Le sénateur Léger : C'est dangereux, mais bien.
M. Jules : C'est bien.
Le sénateur Léger : Cela rejoint probablement l'approche philosophique; je ne peux certainement pas contribuer à l'application de cette philosophie.
Un autre point, la géographie. Il n'y avait pas de géographie. Diriez-vous que les réserves qui ont été imposées sont catastrophiques d'un point de vue géographique?
M. Jules : La différence entre réserves canadiennes et réserves américaines est intéressante. Au départ, je ne savais pas qu'il y avait une différence entre les deux. Les réserves canadiennes, dans la plupart des cas, ont été créées là où elles se trouvent, comme dans le cas de Kamloops, parce que c'est là que les bandes indiennes passaient l'hiver. C'est là que se trouvaient nos maisons pour l'hiver. Cette réserve est l'endroit où nous avons toujours été. Pour ce qui est des réserves aux États-unis, vous êtes tous au courant du déchirement occasionné par le déplacement de tous ces peuples. Beaucoup ont été déracinés et envoyés ailleurs. L'importance géographique de ces terres est très importante. Dans le cas de Kamloops, nous savons que nous nous sommes toujours trouvés dans cet endroit et ce, depuis 4 500 ou 5 000 années. Il est terriblement important de raconter cette histoire.
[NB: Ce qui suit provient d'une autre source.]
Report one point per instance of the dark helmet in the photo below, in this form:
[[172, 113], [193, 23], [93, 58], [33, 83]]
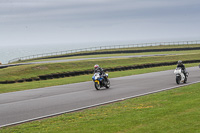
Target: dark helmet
[[179, 62], [96, 66]]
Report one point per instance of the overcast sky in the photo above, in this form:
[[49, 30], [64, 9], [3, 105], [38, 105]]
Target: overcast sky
[[31, 22]]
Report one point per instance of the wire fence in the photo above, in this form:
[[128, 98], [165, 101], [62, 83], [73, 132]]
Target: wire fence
[[111, 47]]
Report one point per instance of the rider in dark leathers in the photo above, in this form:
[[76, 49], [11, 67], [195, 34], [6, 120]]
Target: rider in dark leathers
[[180, 64]]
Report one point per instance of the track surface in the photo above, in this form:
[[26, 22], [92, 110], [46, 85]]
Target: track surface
[[37, 103]]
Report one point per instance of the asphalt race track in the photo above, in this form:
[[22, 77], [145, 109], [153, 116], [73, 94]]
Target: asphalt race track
[[22, 106]]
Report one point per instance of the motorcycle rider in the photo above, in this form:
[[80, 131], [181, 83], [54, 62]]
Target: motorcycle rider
[[180, 64], [98, 69]]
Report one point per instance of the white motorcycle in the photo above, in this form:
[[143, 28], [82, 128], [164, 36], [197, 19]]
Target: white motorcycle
[[180, 77]]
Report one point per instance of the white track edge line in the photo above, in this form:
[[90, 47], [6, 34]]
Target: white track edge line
[[94, 105]]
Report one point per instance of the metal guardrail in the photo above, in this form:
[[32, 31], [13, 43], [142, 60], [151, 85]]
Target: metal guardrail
[[111, 47]]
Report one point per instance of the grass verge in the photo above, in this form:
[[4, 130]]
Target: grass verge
[[175, 110], [122, 49], [68, 80], [34, 71]]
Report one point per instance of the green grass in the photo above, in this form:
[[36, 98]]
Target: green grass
[[117, 49], [172, 111], [68, 80], [33, 71]]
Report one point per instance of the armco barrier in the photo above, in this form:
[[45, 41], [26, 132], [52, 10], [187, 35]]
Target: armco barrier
[[76, 73], [122, 51], [95, 49]]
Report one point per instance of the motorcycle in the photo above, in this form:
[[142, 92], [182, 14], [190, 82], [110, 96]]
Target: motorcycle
[[101, 81], [180, 77]]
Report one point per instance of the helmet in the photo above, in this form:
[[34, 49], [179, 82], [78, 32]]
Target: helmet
[[96, 66], [179, 62]]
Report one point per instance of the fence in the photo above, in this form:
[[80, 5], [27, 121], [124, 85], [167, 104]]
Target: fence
[[103, 48]]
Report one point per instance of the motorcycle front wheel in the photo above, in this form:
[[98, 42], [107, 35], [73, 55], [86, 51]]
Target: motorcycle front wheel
[[97, 86]]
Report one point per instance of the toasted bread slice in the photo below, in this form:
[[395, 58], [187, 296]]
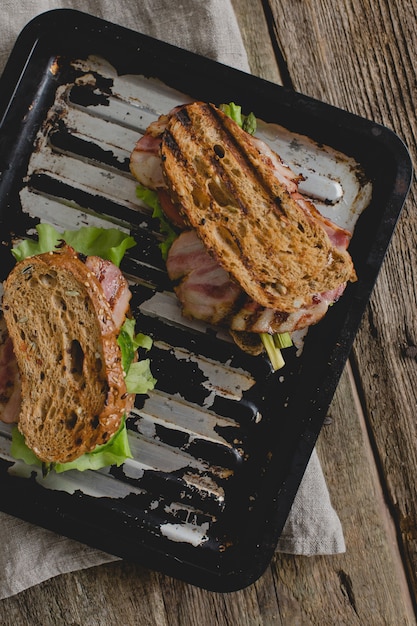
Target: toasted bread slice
[[278, 252], [64, 338]]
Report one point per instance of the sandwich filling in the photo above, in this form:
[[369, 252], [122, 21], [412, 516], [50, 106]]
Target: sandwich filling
[[249, 251]]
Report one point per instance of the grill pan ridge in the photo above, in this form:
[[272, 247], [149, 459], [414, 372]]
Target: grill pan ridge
[[221, 444]]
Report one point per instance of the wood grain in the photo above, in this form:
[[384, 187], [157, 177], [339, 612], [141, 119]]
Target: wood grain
[[359, 56]]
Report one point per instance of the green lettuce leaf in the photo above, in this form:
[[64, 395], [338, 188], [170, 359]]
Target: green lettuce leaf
[[114, 452], [150, 198], [108, 243], [234, 111]]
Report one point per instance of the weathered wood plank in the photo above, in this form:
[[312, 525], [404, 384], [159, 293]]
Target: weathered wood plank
[[335, 56], [361, 57]]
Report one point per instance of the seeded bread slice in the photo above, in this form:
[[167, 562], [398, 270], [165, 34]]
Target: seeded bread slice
[[278, 253], [64, 338]]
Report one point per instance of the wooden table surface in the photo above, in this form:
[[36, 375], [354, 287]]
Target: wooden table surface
[[360, 55]]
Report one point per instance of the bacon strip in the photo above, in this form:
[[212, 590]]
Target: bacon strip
[[207, 293]]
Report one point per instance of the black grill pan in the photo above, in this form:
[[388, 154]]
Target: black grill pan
[[221, 446]]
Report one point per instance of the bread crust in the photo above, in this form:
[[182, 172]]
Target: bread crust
[[278, 253], [73, 389]]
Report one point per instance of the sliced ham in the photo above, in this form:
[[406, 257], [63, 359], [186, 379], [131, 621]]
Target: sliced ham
[[114, 284], [145, 164], [207, 293]]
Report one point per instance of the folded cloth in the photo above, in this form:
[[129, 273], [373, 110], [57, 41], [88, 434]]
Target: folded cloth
[[30, 554]]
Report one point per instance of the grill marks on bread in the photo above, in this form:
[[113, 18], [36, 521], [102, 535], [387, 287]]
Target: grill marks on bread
[[276, 251], [73, 390]]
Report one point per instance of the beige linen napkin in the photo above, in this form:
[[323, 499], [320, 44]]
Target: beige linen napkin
[[30, 554]]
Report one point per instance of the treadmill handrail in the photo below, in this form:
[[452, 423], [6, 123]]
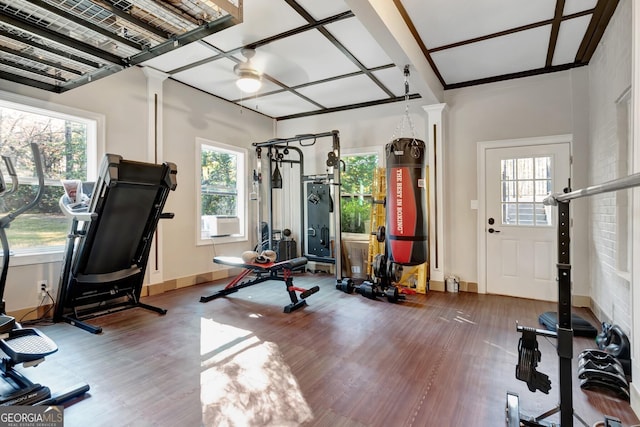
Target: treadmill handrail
[[80, 216]]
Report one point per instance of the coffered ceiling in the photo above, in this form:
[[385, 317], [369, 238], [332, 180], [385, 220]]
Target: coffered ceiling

Le président : Monsieur Jules, jusqu'à présent, lorsque l'on vous demande les raisons de votre succès, vous parlez d'une approche philosophique, d'une bonne approche, de leadership, de stabilité, de détermination et d'opportunités. J'aimerais vous demander jusqu'à quel point il est important d'avoir des opportunités pour réussir. L'opportunité peut se présenter sous la forme d'emplacement, de population ou de ressources. De toute évidence, vous avez besoin de ressources que vous pouvez utiliser ou rendre fructueuses. Dans votre cas, à Kamloops, l'emplacement est bien évidemment important. L'emplacement est parfois à la base de tout le succès d'une entreprise. Qu'avez-vous à dire à ce sujet?
M. Jules : Vous avez déjà probablement entendu parler d'emplacement idéal, comme celui des magasins Tiffany à New York. Notre emplacement n'est pas tout à fait aussi idéal, mais nous nous trouvons près d'un centre urbain, ce qui veut dire que nous avons dû régler des questions tout à fait différentes de celles auxquelles sont confrontées beaucoup d'autres collectivités.
Ce qui était très important, c'était que nous voulions faire les choses autrement. J'ai vu des communautés isolées qui ont eu un succès incroyable. Sawridge, à Edmonton, en est un bel exemple. Vous devez en être au courant.
Le président : Le lac des Esclaves.
M. Jules : Vous connaissez probablement Walter Twinn. Sawridge est assez isolé, et pourtant, on a mené à bien un incroyable projet de développement à Jasper, c'est-à-dire l'hôtel Sawridge. On a mené de nombreux autres projets, et on a effectivement développé des ressources à cet endroit même. Bien souvent, vous devez tirer profit de la situation dans laquelle vous vous trouvez, que ce soit l'emplacement ou les ressources, mais ça dépend beaucoup de ce que vous avez dans la tête — votre imagination — et des moyens dont vous disposez. Les Premières nations ont besoin de l'appui institutionnel pour pouvoir réaliser ce travail. Je ne dirai jamais assez que même si nous avons les meilleures idées, si nous n'avons pas accès aux institutions que les autres personnes tiennent pour acquises, nous nous retrouverons encore dans le cycle de pauvreté que nous connaissons actuellement.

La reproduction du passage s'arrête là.